Title:- The War Pianist
Author:- Mandy Robotham
Date published:- will be published on 16th February
No. of page:- 400 pages
Genre:- Historical Fiction
Overall rating:- 5/5
Pianist: NOUN. Informal. A person who operates or controls a radio transmitter – often in code.
Blitz-ridden London: Marnie Fern’s life is torn apart when her grandfather is killed in an air raid. But once she discovers that he’d been working undercover as a radio operative – or Pianist – for the Dutch resistance, Marnie knows she must complete his mission – no matter the cost…
Nazi-occupied Amsterdam: At the other end of the wireless, fellow pianist Corrie Bakker is caught in a dangerous game of cat-and-mouse as she desperately tries to keep her loved ones out of the line of fire – even if it means sacrificing herself…
Bound together by the invisible wires of their radios, the two women lead parallel lives in their home cities, as both are betrayed by those they trust the most.

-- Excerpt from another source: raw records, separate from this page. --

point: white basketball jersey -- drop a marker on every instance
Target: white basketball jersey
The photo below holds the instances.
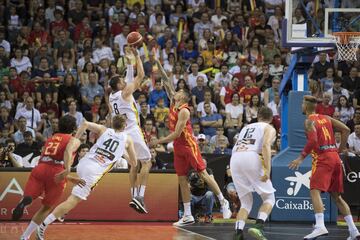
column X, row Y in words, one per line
column 128, row 109
column 251, row 138
column 108, row 148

But when the Nazis close in on one of them, only the other can save her…
Two cities. Two spies. But which woman survives?
This is an emotional and heartbreaking historical fiction set during the Nazi occupation of Amsterdam and Blitz ridden London.

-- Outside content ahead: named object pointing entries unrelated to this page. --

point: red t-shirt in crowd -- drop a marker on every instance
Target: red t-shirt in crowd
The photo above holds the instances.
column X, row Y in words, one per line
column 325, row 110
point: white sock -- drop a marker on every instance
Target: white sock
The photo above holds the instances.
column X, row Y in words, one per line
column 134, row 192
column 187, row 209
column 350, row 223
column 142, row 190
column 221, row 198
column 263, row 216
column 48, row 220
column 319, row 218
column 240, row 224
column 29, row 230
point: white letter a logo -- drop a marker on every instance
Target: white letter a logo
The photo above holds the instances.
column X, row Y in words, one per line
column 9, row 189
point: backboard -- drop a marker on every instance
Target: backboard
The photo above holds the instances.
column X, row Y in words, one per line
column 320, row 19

Mandy Robotham writes gripping and emotional historical fiction, mostly based in WWII and Nazi occupation in Europe and I always enjoyed reading her books. I got as an invitation to read and review this book and thank you Avon for inviting me to review this book. In fact the War Pianist in my opinion is one of her masterpieces, talking about lives of two brave women during the WWII–Corrie, a pianist in Amsterdam and Marnie, in London, and how their lives interchanged while broadcasting through the radio.

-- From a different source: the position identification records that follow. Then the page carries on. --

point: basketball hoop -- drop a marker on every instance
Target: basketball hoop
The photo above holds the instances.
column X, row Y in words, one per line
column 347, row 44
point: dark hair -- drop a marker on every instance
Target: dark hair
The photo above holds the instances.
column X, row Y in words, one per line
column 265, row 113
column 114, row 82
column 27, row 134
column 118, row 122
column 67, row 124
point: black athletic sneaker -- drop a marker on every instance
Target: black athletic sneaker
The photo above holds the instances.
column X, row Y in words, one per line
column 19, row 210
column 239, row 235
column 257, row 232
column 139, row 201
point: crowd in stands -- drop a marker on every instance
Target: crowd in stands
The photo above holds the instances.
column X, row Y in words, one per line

This book was raw, powerfully written, telling in the POV of Corrie and Marnie. Having done WWII history and a piano teacher myself, this book was in fact engaging and emotional in my opinion. The author did a good job of drawing the reader into that era and then making the reader feel like they are also a part of the resistance movement. There are vivid descriptions all too realistic to read, the rubble left behind the bomb that you could vividly actually picture the scene right in your head. The author managed to inflict fear and anxiety on the reader when the characters were nearly caught by the Nazis. Overall, this is powerfully written, emotional, heartbreaking and overall, gripping. Worth five stars!
Many thanks to Netgalley and Avon for the ARC. The review is based on my honest opinion only.